Quand je voulus connaître les raisons de cette orientation « arbitraire », je regrettai immédiatement l’emploi de cet adjectif. Comme quoi, il ne faut jamais employer d’adjectif, même très… relatif, dans ses discussions.
On me le fit regretter de diverses façons, la dernière, et de loin la moins désagréable, fut cette humiliation que je subis devant l’ensemble de mes camarades, pour leur servir d’exemple… à ne pas suivre. On m’apprit, à mes dépens, que, de mon vivant, je fus un hère dans un monde vide. Malheureusement pour moi, mon père, mon grand-père, ainsi que mon arrière-grand-père l’étaient aussi. Le Démon-Crate avait de très bonnes notions d’Histoire –et même d’histoires- et put reconstituer la mienne en un clin d’œil. S’il se fut arrêté à mon arrière-grand-père, il ne ressentit pas le besoin de remonter plus loin dans ma filiation, car il risquait de se retrouver un parent à moi, ce qui le dévaloriserait aux yeux de tout ce monde qui l’entourait. Cela ne pouvait que nuire à sa réputation et une révolution pouvait être déclenchée par tous ceux qui briguaient son poste.
Donc, la suite de cet enchaînement absurde - mon arbre « Général Logique » - entraînait une déduction, pour le moins, enfantine : J’étais génétiquement condamné et personne ne trouvait à en redire, encore moins l’intéressé, en l’occurrence votre serviteur, qui n’avait pas droit à la parole.
Je ne me souviens plus.
Je me rappelle seulement que, ce jour-là, je devais me demander si la terre savait son ignominie. Je m’étais déjà posé la question quand j’étais enfant. Mais jamais je n’eus de réponse.
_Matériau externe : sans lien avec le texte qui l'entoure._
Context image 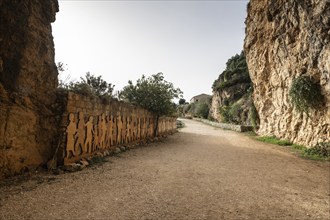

Petit enfant, j’avais un jour dessiné un corbeau grandeur nature. Il était si moche, car trop naturel, qu’il suscita la colère du maître d’école, Monsieur Beau Corps. Il avait puni toute la classe, et moi, l’auteur de cette malédiction collective, j’eus droit à un châtiment qui se voulait exemplaire. En plus de la flagellation collective, « falaquat » dont bénéficia toute la classe, qui me fit gonfler les mains, tant j’étais chétif et fragile, j’eus à recopier six cent cinquante fois une phrase que le maître, soucieux d’instruire ses innocents élèves, crût être la révélation d’une vérité historique, qu’il espérait voir un jour classée parmi les merveilles du monde. Une phrase que je m’étais tellement répétée que, pendant longtemps, j’eux cette impression d’être devant un petit poème grandiose… Pas celui d’Edgar Allan Poe, bien sûr, mais celui émanant d’un illustre tiers-mondiste qu’était notre greffeur de savoir.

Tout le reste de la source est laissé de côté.